A royal(ty) battle
The royalty rates included in federal rules released this week on potential commercial oil shale development drew anguish from both sides on the energy issue.
“They’re too high!” holler proponents of oil shale development. The royalty rates that start at 5 percent and rise up to 12.5 percent over several years are too costly and may discourage development of oil shale, proponents say.
“They’re too low!” claim people like Colorado Sen.

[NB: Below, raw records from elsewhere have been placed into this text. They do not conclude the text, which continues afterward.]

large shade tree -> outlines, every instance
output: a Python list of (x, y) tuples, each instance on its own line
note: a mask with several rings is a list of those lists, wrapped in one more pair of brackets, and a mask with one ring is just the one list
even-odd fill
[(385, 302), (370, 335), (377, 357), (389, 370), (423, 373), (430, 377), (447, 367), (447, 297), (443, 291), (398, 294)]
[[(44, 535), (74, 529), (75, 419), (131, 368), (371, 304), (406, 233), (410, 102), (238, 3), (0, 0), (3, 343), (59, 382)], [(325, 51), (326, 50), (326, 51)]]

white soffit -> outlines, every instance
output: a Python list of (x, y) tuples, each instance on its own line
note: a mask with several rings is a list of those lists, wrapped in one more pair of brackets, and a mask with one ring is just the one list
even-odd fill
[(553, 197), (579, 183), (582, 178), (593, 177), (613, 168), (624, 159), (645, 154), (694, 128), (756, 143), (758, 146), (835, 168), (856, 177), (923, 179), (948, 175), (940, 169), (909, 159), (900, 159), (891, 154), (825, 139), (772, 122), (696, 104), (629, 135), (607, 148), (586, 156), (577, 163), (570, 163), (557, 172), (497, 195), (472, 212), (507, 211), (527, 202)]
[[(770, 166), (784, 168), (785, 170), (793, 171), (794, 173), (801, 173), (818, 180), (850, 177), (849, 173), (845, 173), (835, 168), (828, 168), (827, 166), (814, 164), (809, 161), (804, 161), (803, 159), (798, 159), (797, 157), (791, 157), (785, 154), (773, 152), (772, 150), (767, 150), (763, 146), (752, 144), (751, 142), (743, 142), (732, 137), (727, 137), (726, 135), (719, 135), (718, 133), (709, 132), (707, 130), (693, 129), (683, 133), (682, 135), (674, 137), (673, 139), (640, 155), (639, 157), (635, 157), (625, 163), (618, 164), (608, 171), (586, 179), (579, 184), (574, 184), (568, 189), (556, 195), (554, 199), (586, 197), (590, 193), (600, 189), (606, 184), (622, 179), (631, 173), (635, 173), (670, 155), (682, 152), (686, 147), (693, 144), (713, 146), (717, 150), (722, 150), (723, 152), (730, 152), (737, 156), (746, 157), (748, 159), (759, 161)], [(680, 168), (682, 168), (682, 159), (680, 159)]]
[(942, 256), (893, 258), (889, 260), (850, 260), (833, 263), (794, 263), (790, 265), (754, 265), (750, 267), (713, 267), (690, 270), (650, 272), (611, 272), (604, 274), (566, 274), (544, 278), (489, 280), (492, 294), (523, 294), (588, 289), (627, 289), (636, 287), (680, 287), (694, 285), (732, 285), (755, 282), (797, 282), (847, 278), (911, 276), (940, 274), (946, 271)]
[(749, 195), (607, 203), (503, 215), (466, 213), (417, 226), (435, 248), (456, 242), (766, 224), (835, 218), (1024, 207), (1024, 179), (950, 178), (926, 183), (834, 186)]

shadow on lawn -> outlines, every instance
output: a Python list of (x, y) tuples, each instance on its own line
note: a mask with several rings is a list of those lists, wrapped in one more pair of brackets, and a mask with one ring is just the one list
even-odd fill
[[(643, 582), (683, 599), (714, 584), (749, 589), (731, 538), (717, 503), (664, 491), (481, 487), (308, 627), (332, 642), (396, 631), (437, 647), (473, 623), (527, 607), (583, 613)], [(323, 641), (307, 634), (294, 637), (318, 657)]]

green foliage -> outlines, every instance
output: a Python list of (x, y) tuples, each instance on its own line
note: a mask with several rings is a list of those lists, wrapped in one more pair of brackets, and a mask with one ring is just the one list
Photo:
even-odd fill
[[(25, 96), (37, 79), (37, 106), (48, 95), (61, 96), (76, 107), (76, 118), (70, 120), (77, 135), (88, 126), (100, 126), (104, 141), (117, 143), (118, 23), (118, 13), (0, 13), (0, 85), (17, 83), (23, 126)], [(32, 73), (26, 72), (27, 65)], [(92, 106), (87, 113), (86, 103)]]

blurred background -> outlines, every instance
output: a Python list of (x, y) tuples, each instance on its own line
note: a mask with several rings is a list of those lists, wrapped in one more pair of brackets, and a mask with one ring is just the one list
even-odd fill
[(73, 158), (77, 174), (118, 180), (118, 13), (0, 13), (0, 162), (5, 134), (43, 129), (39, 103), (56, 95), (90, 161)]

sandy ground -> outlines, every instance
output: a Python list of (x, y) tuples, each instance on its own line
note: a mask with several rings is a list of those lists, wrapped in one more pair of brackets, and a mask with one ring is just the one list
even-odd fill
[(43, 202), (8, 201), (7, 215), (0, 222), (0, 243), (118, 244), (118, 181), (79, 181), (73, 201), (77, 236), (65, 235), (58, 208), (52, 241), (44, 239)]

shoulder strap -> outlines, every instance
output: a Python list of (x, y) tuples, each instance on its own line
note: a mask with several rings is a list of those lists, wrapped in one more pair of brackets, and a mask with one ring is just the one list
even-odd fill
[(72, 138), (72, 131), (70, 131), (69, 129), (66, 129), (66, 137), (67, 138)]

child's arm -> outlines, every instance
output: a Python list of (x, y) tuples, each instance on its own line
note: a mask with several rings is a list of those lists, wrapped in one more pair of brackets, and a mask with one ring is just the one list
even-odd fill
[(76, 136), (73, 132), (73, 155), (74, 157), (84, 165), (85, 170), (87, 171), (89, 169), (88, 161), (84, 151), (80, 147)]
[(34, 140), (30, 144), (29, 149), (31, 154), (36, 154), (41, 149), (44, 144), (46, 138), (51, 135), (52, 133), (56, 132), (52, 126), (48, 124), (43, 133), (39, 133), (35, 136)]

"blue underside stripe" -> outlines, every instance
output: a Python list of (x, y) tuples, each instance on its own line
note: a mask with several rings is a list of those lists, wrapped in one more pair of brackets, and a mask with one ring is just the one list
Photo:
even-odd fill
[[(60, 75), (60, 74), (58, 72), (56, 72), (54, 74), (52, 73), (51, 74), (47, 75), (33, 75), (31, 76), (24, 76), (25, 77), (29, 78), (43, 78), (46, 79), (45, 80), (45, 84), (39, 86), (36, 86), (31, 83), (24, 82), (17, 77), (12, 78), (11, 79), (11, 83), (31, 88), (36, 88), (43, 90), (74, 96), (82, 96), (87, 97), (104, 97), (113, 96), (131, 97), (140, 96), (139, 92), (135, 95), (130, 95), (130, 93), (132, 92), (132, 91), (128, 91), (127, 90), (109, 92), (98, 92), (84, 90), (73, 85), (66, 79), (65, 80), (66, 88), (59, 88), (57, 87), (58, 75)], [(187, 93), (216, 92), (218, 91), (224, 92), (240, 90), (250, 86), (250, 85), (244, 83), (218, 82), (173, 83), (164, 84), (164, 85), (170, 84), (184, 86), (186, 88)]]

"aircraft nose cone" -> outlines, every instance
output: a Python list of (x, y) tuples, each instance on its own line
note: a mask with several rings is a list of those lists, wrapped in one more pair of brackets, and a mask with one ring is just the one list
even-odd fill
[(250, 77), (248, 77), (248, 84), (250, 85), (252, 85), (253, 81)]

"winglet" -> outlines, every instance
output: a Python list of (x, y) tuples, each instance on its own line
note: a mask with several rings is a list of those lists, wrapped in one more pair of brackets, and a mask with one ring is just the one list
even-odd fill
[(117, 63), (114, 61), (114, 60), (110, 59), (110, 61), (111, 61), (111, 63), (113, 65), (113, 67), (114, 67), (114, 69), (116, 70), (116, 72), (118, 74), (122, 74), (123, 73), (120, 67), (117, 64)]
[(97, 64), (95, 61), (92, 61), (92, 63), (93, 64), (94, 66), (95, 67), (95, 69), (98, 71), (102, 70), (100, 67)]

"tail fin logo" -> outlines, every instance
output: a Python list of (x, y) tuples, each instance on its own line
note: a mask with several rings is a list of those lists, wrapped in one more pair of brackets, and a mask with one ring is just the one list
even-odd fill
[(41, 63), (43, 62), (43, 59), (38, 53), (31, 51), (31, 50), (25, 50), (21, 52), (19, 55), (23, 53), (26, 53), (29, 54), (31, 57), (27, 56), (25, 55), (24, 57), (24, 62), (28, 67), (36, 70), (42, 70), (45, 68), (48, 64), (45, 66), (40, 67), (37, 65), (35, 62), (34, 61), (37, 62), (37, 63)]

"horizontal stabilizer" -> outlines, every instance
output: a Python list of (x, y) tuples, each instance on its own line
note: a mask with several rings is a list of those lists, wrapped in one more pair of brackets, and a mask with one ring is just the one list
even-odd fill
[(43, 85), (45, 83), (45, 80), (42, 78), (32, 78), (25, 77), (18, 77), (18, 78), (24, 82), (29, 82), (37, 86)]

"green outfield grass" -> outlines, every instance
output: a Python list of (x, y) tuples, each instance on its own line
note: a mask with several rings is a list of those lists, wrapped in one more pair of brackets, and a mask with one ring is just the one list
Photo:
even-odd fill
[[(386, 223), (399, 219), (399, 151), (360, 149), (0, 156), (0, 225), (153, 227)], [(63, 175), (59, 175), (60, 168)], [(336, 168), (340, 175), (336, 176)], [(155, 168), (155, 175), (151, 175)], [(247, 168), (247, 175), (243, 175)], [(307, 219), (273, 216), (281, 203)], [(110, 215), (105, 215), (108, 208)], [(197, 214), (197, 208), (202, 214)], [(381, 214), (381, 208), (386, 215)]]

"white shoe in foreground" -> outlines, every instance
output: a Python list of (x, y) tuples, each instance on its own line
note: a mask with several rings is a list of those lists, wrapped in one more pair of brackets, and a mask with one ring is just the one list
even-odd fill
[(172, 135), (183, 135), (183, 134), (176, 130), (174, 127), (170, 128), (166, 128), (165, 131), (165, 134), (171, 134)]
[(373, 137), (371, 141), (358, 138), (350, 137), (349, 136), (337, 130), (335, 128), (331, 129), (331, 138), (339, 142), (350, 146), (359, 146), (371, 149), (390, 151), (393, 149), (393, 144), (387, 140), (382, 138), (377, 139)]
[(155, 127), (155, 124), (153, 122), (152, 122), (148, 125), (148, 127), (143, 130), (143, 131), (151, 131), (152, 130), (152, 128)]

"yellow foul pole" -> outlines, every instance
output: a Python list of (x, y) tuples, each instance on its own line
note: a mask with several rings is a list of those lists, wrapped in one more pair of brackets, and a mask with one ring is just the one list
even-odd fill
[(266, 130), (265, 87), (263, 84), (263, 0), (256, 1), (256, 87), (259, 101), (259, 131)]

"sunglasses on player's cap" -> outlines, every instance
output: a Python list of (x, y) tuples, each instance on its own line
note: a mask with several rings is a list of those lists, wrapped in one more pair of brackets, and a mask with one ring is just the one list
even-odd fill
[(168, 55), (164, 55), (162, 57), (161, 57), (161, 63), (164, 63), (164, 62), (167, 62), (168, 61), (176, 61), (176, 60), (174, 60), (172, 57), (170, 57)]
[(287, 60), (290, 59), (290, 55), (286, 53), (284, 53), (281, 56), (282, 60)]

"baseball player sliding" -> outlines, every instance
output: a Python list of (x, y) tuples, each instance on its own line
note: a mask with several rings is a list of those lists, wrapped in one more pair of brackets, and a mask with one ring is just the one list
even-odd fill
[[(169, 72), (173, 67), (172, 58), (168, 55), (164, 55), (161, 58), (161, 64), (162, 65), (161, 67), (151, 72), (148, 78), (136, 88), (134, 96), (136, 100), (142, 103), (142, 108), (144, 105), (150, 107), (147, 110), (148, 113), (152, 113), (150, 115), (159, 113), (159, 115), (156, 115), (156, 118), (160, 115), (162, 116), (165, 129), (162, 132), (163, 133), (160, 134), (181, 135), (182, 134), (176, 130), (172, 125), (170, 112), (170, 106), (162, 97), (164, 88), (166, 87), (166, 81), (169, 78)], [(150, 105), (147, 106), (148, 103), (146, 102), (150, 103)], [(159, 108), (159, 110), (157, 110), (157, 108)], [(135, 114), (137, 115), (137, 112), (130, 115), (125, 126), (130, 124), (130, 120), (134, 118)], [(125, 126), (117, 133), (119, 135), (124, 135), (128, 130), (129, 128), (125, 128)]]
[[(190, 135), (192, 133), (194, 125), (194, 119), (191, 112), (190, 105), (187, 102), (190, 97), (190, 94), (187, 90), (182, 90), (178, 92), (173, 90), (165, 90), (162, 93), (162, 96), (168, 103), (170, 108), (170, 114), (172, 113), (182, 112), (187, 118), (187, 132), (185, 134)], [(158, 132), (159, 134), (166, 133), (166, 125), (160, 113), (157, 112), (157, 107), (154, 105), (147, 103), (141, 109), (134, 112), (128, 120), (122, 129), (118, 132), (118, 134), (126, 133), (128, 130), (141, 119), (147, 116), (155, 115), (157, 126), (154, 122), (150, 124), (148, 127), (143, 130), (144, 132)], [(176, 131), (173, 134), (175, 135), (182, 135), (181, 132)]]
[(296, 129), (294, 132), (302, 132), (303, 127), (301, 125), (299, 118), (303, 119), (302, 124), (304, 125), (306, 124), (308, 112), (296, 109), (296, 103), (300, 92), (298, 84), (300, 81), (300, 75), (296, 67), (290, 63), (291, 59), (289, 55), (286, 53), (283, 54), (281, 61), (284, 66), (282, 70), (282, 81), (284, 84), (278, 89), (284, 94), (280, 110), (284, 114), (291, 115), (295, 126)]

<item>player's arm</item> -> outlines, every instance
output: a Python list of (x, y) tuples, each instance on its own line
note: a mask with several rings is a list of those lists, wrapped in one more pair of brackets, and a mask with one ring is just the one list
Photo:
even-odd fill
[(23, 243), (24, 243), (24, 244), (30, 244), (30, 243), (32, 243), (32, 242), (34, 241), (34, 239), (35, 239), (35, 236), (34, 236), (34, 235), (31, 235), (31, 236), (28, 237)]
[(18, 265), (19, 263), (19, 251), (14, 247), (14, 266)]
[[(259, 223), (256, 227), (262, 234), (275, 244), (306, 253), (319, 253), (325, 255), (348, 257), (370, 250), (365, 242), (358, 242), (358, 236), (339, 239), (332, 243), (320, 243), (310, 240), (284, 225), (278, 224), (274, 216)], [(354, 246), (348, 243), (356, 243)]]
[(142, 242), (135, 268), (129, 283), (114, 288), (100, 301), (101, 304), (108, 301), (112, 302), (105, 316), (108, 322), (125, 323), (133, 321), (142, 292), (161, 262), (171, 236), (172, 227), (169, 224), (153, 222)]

Ken Salazar and a coalition of environmental groups that described the royalty rates in the federal rules as “a gift to oil companies.”
Far be it from us to argue, “They’re just right!” In fact, we tend to agree with Colorado Department of Natural Resources head Harris Sherman that it’s difficult to set appropriate royalty fees when the actual cost of production of a barrel of oil from shale is a long way from being determined.
Even so, setting a baseline royalty rate for oil shale at least gives companies something to plug into their financial calculations as they try to determine whether commercial oil shale ventures are worth pursuing.
States would receive 49 percent of the oil shale royalties generated within their borders. And, judging by the hand-wringing on both sides, the Bush administration seems to have reached a middle-of-the-road formula for royalties.
We, like many other folks, aren’t thrilled with the Bush team releasing the rules for commercial oil shale leasing in the final months of its term, especially when nearly everyone agrees a commercial oil shale industry — if it emerges at all — is at least a decade away.
But that time frame also means these rules aren’t the final word on oil shale. Congress and the Obama administration will have plenty of time to adjust and amend the rules to get them “just right.”